Giving up on life: Babajee

Dr Shubhangi Parkar
Head of Psychiatry| KEM Hospital

Considering the statement Viveka made about "going far away" shows that she was getting alienated. She was in a state of mental and psychological isolation or alienation. She could have been suffering from the loss of an object or the like.

The fact that she sent roses and gifts on the days preceding her suicide was, in fact, a goodbye of sorts. She was on the edge and tethering. Gestures have long been known as a pre-suicidal act. Social autopsies of people who have committed suicide will reveal that they usually give gifts as a manner of saying `sorry for having cause you pain' or they give away their favourite possessions.
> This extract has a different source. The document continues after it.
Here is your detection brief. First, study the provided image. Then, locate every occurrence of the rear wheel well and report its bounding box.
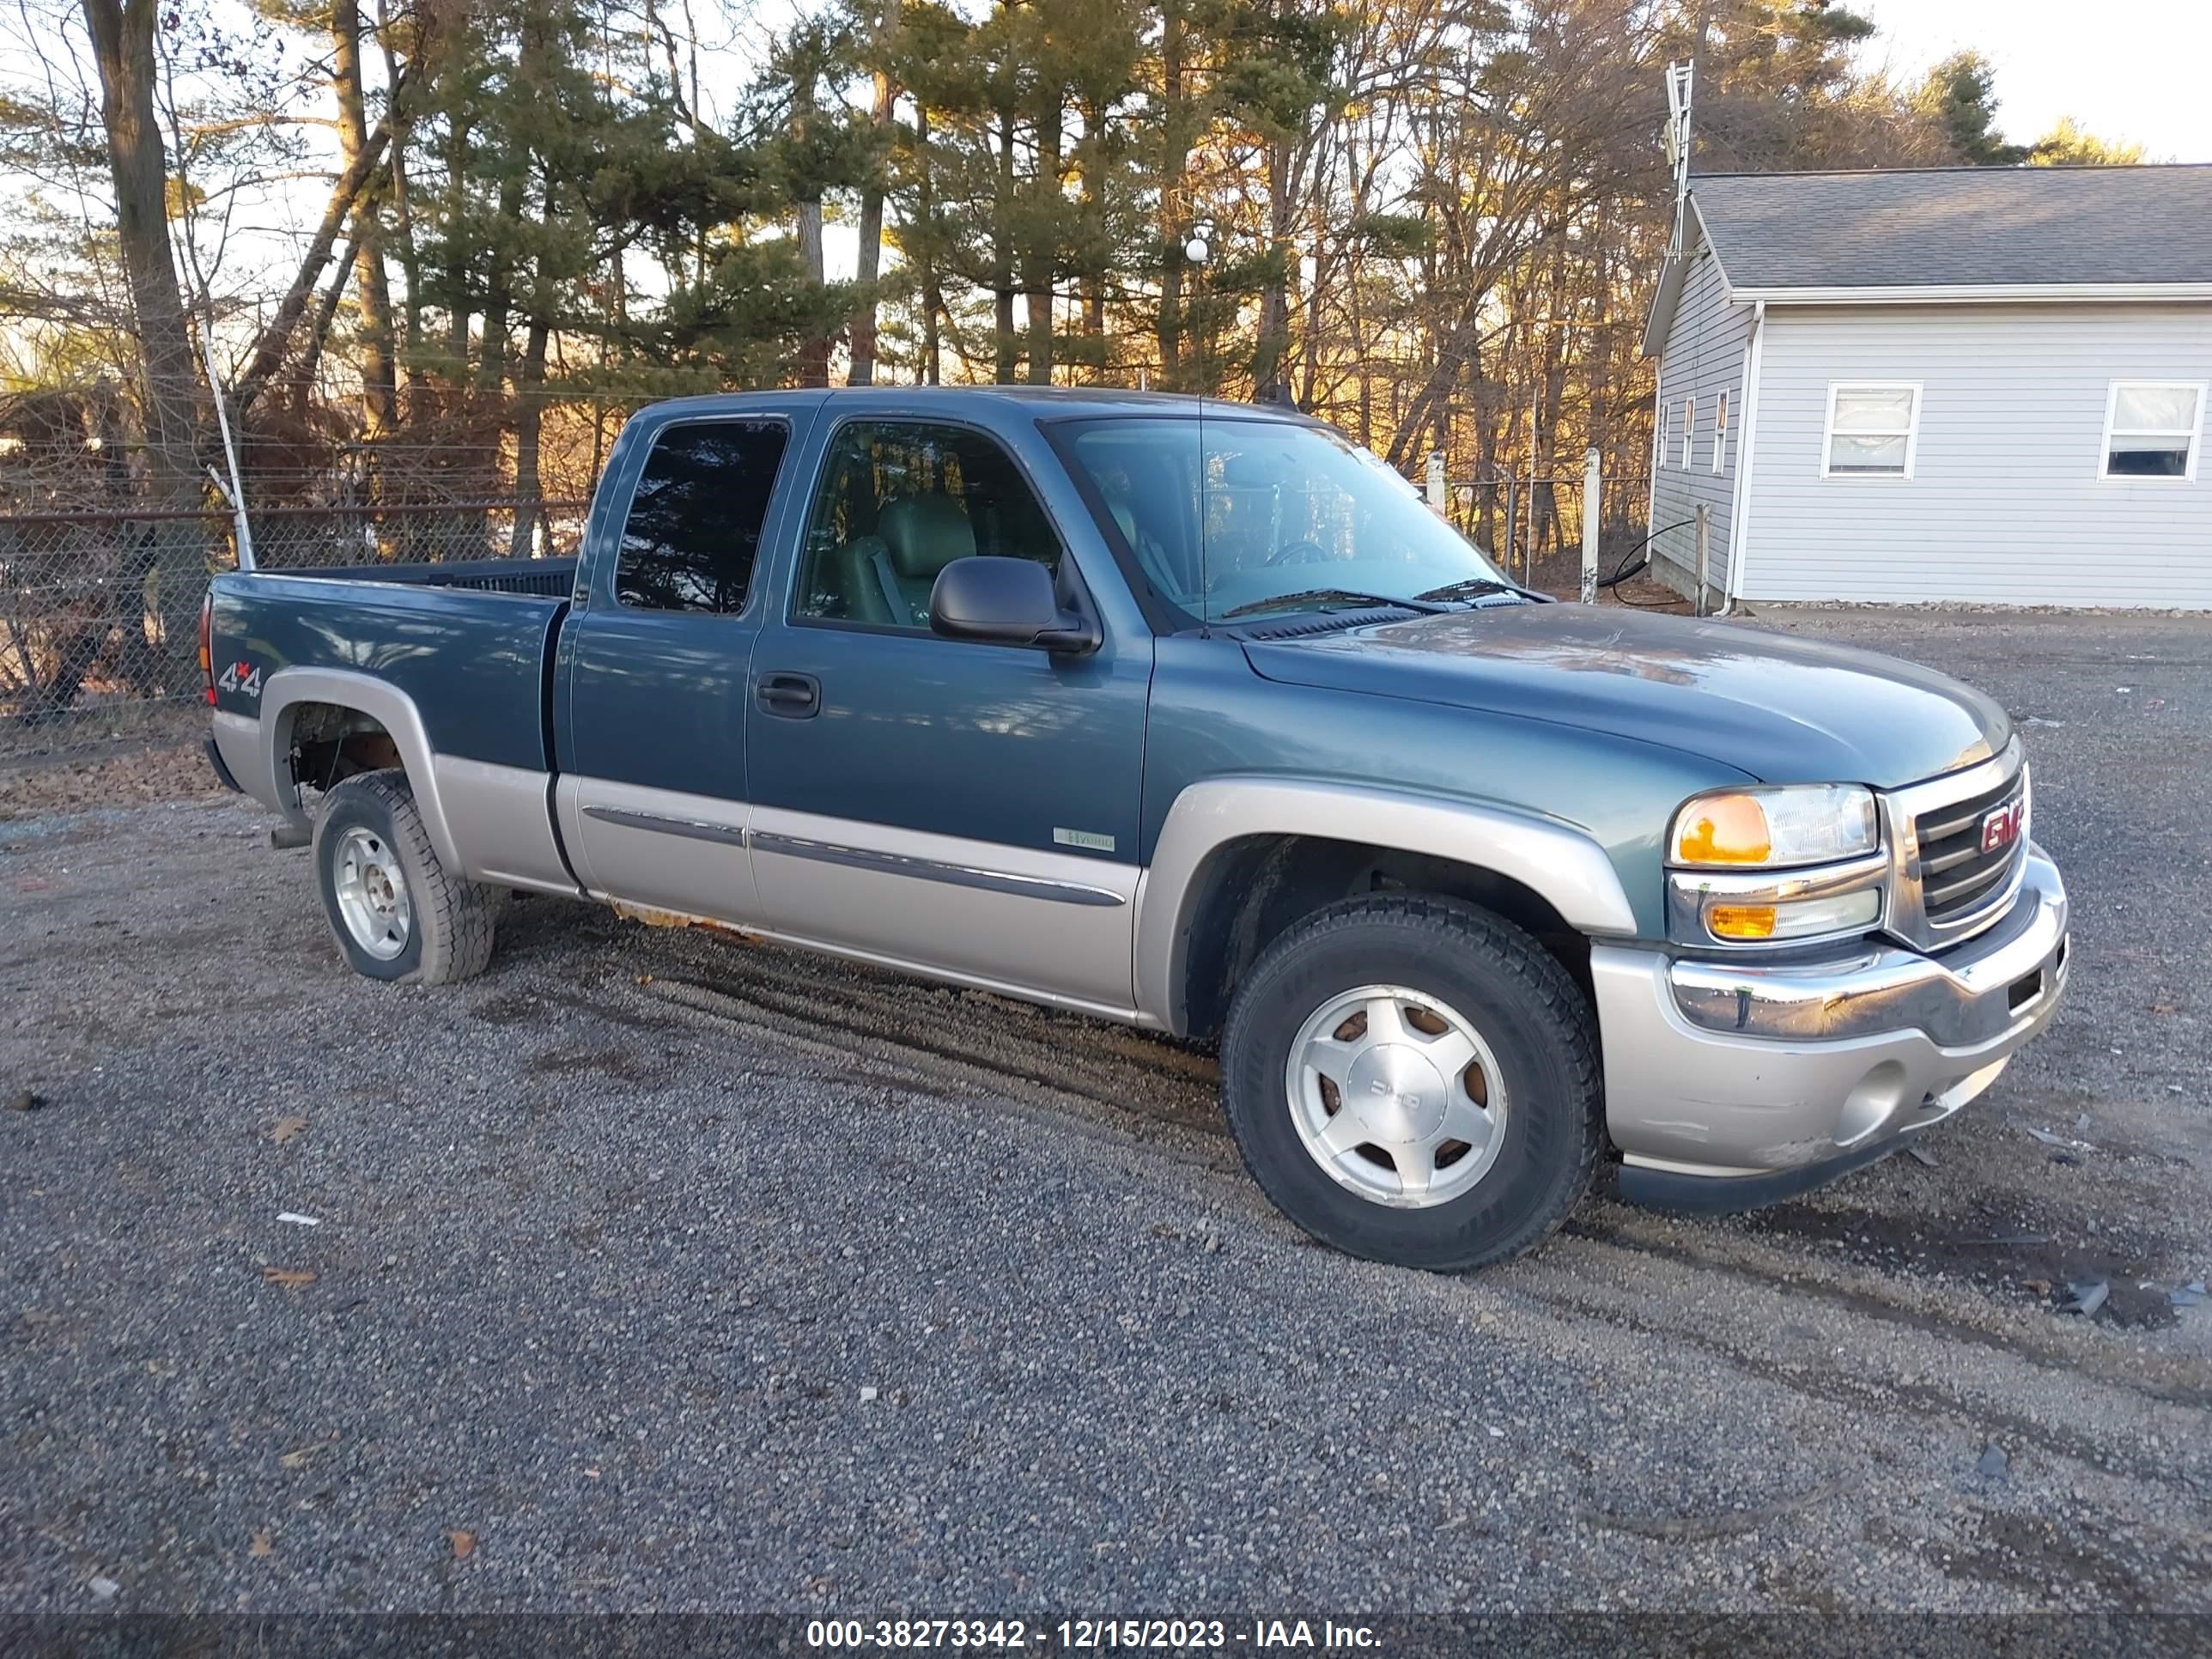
[1179,835,1593,1042]
[284,701,404,798]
In this case, one cannot forget that modeling as a profession is stressful. It lays a lot of stress on performance. There is the daily stress of trying to become a brand. If in this environment of stress - where it is a constant - even a small trigger, which could be an interpersonal problem, can act as the proverbial last straw that breaks the camel's back. This is known as the stresstrigger module.

A senior psychiatrist who asked not to be named

Here we have a girl who had called up people and talked about going away. The jottings in her diary also hint at the same. She had had long chats in which she had reminisced about her life. Perhaps she came to the conclusion that there is no hope in life for her.

She was someone who had tasted success, but it is important to note that she had a largely non-controversial career. She didn't attract too much attention;she seemed calm and even reticent. In fact, she seemed to have put herself in a cocoon-her funeral was attended only by a couple of contemporaries, all quotes given by other models to newspapers hinted only at a professional relationship and not a deep emotional bonding. None of the other models have drawn her picture as a bubbly material girl; she seemed far from it.

It seems she had little emotional support. She had moved away from her family long back, had even crossed countries. She was in a long relationship that didn't fructify. She didn't have many girl friends that usually help women sort out their emotional tangles. Her circle of friends seemed small. She seemed, in fact, to only open up to her boyfriend. She was perhaps a Siberian crane (Siberian cranes are known to move in pairs all the time).

She also seemed to have developed a tendency to cling to, say, a friend. A psychological autopsy would suggest that she was in a state of clinical depression, and could mistake the branch of a tree for its trunk. Depressed people tend to mistake a twig or branch for the trunk;they sit on the branch only to fall.